謝晉白就是再聰明絕頂,算無遺策,也不可能知道她這話蘊含的其他意思。
這會兒只當她嘴硬,笑著抱緊她,道:“好,我們一起改變夢中走向,你說了算,我都聽你的。”
他說,都聽你的…
崔令窈飛快眨眼,忍了淚意,小聲喚他名字。
謝晉白低低嗯了聲,唇親吻她的額,眼神溫柔的能將人溺斃。
崔令窈卻感覺不到甜。
她強壓喉間湧上的苦意,啞聲道:“我想要你福壽綿延,子息繁茂,史書盛讚,萬世留名。”
“成,”謝晉白道:“你和我一起。”
他們一起福壽綿延,子息繁茂,史書盛讚,萬世留名…
崔令窈眼眶發熱。
她吸了吸鼻子,將臉埋在他懷裡,沒有說話。
“不怕喘不上氣?”謝晉白想去撈她的下巴,被她偏頭躲開後,輕笑,“怎麼突然這麼嬌?”

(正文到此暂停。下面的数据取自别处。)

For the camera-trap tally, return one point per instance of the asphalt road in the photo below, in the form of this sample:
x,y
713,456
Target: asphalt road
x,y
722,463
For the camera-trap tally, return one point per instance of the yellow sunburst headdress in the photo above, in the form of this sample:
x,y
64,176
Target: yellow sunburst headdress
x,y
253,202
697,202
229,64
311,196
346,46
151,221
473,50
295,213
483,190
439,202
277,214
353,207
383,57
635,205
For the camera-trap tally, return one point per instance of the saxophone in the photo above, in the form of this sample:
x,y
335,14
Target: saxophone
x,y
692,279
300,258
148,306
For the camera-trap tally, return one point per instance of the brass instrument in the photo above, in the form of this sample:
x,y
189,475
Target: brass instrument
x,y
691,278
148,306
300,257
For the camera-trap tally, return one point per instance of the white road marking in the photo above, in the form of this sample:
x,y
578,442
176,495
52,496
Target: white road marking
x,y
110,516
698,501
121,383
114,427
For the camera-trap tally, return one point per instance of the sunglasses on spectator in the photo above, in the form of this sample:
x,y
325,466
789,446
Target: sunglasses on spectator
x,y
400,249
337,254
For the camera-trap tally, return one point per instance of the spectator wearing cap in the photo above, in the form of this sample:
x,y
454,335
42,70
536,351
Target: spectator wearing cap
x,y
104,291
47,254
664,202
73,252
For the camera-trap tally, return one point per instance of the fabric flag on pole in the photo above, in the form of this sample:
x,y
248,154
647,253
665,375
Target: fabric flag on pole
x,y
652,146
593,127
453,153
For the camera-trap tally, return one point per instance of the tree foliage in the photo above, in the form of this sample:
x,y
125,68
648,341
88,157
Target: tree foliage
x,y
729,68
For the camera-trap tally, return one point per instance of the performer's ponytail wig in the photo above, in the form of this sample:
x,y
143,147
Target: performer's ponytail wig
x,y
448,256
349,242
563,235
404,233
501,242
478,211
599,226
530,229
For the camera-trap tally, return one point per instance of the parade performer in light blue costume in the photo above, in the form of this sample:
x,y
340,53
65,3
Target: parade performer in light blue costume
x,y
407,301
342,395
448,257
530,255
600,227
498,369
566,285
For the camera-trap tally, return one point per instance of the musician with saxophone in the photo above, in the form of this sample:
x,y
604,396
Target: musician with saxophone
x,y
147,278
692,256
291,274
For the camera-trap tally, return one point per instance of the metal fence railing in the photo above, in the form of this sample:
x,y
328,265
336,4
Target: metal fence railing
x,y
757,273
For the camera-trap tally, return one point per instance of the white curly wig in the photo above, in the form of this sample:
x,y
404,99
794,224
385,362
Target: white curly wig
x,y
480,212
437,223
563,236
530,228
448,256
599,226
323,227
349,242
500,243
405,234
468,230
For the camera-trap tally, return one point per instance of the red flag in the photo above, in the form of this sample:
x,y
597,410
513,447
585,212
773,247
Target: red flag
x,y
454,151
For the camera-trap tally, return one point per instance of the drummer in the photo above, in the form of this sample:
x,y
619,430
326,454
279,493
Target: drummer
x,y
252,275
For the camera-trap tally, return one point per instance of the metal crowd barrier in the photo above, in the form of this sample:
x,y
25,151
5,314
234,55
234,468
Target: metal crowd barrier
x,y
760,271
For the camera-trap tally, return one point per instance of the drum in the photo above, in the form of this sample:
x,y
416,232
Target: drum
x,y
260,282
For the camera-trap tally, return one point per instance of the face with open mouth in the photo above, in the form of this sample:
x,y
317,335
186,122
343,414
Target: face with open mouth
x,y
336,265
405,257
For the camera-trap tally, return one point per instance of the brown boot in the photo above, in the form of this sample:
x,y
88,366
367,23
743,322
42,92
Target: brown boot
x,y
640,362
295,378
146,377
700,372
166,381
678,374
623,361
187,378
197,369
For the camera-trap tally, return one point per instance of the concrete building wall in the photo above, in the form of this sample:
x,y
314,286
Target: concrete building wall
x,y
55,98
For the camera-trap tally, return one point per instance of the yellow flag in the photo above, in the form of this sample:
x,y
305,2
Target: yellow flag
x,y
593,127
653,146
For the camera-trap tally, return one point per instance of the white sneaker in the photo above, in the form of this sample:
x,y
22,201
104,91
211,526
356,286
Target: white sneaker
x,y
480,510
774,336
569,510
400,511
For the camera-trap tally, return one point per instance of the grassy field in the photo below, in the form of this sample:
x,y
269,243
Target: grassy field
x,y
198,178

這些天,她在他面前毒舌的很,字字句句如尖刀,專門往她心口扎,很少在他面前柔軟下來,更別提嬌氣成這樣。
所以,還是心疼他吧?
謝晉白眉眼溢位笑意,伸臂抱緊懷中姑娘,嗓音溫柔;“從前那些沒甚麼,論情論理你都不曾做錯,也無需為我難過,以後對我好點就行。”
他還說了許多話。
細細寬慰。
賣苦肉計的是他,怕她真的為此難受的也是他。
崔令窈默不作聲的聽著。
良久,她唇動了動,“我會對你好的…”
聲音很輕。
但謝晉白耳力驚人,自然都聽見了。
他心頭倏然一動,滿腔的喜悅壓都壓不住,伸手撈起她的下巴,重重親了口她的唇,“那我等著了。”
常年冷凝的眉眼間光芒璀璨,裡頭俱是溫柔笑意。
很俊。
崔令窈環住他脖子,將唇湊上去,回了他一個親吻。
謝晉白呼吸一滯,扣著她下頜的手緊了緊,不容拒絕的加深了這個親吻。
直到,馬車停了下來。
崔令窈捧著他的臉推了推,氣喘吁吁地靠在他懷裡,“不能親,到家了。”
家…
謝晉白心口滾燙,唇貼在她頸側的血管上,感受著她脈搏一下一下的跳動。
良久,兩人都平復好了。
他坐直身子,伸手理了理懷中人的鬢髮,見她面頰緋紅,唇瓣因為親吻水潤潤的,漂亮的杏眸波光瀲灩,眼尾還藏著未消退的春色,沒忍住又低頭銜住她的唇廝磨了好一會兒。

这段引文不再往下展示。